Four years ago, the fate of the crypto industry seemed terribly uncertain. It was not clear whether the government would ban crypto, whether the technology would become outdated, or whether retail and institutional investors would adopt it.
However, the past four years have removed or reduced most of the uncertainty. Emphasizing the Trump administration’s support for codes, Edelman believes it’s no longer a question of whether the government “likes crypto.” He said:
“Today, all of these questions are answered…it (crypto) has changed fundamentally and is now a mainstream asset.”
Edelman added that life expectancy in the US is rapidly increasing due to innovation in the field of medicine. In the 1900s, the average life expectancy was 47 years, but it is now growing to 85 years.

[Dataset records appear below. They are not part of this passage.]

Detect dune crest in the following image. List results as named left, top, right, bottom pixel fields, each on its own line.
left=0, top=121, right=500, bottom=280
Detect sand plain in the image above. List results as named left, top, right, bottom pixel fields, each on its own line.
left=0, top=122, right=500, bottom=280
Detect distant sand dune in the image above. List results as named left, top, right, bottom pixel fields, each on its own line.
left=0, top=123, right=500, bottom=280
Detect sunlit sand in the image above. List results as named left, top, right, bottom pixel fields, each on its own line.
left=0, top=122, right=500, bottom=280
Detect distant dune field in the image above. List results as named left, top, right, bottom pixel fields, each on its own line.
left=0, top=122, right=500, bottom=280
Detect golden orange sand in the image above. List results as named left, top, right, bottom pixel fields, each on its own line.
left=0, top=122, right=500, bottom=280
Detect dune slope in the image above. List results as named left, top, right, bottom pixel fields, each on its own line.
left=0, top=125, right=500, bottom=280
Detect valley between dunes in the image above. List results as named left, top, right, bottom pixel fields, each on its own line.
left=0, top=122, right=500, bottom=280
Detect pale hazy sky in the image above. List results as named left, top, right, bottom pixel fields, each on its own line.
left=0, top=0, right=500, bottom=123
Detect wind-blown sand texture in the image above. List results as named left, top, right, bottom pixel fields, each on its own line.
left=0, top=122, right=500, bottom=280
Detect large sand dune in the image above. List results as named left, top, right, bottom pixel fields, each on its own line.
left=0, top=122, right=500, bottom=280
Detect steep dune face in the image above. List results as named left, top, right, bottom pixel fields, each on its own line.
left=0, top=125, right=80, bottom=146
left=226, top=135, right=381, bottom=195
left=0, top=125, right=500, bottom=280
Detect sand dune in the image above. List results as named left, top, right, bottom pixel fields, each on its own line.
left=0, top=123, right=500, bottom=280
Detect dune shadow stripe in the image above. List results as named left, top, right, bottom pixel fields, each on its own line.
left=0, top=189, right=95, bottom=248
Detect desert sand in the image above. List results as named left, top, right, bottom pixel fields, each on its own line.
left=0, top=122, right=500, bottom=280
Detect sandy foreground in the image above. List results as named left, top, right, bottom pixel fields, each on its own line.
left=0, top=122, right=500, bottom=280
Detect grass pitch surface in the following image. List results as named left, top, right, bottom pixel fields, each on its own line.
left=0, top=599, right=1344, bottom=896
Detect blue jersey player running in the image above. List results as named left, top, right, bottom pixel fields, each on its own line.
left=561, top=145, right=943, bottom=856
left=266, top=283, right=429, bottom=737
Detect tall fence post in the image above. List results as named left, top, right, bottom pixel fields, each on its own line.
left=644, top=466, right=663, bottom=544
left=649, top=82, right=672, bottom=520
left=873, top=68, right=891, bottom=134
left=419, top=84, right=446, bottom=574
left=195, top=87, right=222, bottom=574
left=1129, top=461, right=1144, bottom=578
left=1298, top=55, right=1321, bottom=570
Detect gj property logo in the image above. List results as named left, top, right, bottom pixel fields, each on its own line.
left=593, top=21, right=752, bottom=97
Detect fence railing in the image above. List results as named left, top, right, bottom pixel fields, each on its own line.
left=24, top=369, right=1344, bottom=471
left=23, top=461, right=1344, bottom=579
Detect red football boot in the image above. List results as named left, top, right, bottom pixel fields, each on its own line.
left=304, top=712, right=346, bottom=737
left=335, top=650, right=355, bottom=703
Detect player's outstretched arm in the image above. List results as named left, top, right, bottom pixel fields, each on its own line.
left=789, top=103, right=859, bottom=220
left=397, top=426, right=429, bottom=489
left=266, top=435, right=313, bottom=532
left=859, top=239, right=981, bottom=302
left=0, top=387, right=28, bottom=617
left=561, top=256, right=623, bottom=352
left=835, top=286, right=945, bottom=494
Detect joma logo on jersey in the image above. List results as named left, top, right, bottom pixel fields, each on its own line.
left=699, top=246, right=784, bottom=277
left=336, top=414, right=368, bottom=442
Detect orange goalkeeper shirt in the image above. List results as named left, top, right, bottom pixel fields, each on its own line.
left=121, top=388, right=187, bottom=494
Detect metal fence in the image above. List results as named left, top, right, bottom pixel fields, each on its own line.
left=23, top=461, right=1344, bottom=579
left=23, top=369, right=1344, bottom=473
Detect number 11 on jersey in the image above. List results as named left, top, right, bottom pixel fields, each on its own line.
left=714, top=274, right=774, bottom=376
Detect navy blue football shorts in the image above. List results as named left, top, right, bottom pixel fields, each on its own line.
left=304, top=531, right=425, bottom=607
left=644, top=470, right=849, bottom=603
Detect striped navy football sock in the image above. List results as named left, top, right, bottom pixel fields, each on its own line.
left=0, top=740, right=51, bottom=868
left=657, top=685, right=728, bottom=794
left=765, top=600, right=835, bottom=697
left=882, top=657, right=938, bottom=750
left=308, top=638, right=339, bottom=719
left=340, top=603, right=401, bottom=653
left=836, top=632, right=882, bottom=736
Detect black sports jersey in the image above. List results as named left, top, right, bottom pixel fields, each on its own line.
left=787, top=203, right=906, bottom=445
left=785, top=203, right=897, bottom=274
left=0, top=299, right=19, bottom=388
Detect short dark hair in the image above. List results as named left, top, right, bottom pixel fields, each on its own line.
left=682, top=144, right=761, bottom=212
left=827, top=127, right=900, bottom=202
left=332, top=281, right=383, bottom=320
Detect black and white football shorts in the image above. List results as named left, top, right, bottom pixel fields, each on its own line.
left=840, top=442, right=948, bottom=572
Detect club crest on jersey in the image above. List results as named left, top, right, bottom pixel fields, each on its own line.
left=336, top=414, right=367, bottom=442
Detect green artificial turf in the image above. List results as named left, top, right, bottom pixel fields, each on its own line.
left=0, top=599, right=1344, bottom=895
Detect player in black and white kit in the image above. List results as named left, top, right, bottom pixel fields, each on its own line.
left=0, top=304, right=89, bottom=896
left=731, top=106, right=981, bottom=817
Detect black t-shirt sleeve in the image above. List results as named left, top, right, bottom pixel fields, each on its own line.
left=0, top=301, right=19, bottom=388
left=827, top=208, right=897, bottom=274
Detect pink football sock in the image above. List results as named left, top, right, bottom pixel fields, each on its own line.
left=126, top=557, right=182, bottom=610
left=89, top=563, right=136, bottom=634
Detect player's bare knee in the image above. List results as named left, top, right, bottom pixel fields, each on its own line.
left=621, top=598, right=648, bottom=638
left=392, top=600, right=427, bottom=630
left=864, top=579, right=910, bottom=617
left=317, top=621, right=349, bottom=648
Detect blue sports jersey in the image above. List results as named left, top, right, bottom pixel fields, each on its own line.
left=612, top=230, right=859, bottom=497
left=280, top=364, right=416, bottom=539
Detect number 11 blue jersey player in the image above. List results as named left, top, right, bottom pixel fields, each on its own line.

Over the next 30 years, it is expected to grow in 100 years if medical innovation continues.
Edelman thinks it’s time to abandon the traditional 60-40% split in his portfolio as he is expected to live longer. There, 60% is allocated to stocks and 40% is allocated to bonds. Instead, he believes it is essential to invest in crypto for long-term wealth.
Cryptocurrency has a high chance of growth
Edelman pointed out that despite the increased institutional involvement in crypto, the adoption rate of cryptocurrency remains very low, at around 5%. He said as adoptions increase and more people invest in crypto, the market will see “a massive influx of assets.”
This means that the more people buy fixed supply assets like Bitcoin (BTC), the higher the price will be.
Edelman also said cryptocurrencies offer great opportunities as they do not correlate significantly with stocks, bonds, oil, gold or commodities.
“The Crypto Asset class offers a higher return opportunity than you would get with all other asset classes.”
The financial planning community needs to recognize that “crypto is no longer an outlier asset class” and that much of its speculativeness and uncertainty is gone. Crypto has become mainstream with financial giants like JP Morgan walking into the market.
Edelman added that blockchain technology “will completely change the finances of this planet.”